Major General Gordon Bennett (left) talking to an unidentified Australian officer at Birdwood camp. This negative features an image of 2 1/4 x 2 1/4 inches in size. It is one of 202 images relating to the service of NX37745 Private (Pte) George Aspinall from enlistment, his time as a Prisoner of War (POW) during the Second World War to his return to Singapore and Thailand post war. A motor mechanic from Parramatta, NSW, Pte Aspinall embarked with 2/30 Battalion on 29 July 1941. A prisoner of the Japanese after the fall of Singapore in February 1942, he was initially interned at the POW camp established at Changi gaol. In April 1943 he was assigned to Japanese prisoner group "F Force" to work on the Burma-Thailand Railway.

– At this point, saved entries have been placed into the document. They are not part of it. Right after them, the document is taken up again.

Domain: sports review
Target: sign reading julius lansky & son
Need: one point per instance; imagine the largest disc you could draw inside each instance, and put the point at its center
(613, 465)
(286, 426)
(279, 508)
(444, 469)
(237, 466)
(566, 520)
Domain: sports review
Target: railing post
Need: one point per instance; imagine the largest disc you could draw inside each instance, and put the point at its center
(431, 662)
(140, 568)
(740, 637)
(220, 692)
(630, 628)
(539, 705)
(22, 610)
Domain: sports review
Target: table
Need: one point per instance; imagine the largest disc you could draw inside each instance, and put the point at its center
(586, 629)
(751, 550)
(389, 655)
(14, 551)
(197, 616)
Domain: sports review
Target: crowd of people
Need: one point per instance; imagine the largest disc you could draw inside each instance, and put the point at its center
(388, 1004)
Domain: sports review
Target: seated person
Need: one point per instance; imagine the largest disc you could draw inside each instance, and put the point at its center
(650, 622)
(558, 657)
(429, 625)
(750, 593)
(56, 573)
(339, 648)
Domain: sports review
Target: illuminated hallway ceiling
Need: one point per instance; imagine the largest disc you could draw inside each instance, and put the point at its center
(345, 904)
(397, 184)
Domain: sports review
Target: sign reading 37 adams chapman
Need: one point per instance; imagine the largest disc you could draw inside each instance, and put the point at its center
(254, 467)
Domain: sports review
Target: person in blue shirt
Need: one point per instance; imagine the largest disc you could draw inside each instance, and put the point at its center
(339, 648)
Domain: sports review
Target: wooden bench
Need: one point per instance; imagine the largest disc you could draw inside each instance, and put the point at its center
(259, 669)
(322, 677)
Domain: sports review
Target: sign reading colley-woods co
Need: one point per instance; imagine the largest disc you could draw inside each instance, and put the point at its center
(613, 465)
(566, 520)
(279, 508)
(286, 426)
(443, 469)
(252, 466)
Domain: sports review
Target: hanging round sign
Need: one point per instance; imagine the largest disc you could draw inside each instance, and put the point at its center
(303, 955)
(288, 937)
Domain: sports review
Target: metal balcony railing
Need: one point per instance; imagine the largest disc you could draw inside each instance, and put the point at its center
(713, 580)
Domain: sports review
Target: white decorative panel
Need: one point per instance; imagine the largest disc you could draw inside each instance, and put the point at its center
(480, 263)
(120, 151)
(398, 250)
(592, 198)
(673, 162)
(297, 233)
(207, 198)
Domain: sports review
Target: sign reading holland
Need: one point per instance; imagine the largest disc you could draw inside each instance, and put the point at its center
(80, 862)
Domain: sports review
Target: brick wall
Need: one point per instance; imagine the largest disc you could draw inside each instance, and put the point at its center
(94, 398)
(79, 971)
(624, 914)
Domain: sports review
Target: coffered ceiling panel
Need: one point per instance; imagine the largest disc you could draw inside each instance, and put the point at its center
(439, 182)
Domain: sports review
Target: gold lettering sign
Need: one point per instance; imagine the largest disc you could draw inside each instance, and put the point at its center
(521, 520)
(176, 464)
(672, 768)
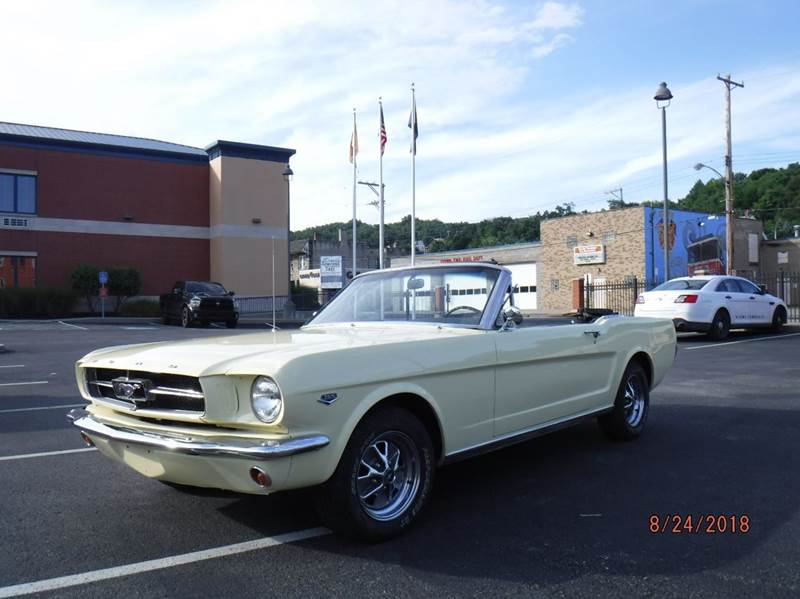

Whilst a POW, Pte Aspinall secretly photographed his experience with a folding Six-20 Kodak Brownie. Despite a strict ban against photography by POWs, Pte Aspinall took photographs at great risk to himself and other prisoners. He kept his camera hidden from Japanese guards in the pocket of a kidney-belt he created while in Changi and developed the photographic negatives in secret. Pte Aspinall returned to Changi from working on the Railway in 1944. In early 1945, on orders from his Commanding Officer, NX70416 Lieutenant Colonel Frederick Gallagher "Black Jack" Galleghan, 2/30th Battalion, Pte Aspinall hid his collection of negatives, along with other records, in a latrine bore-hole within the gaol compound. The majority of these were later returned to Pte Aspinall by "Black Jack" Galleghan at the end of the war.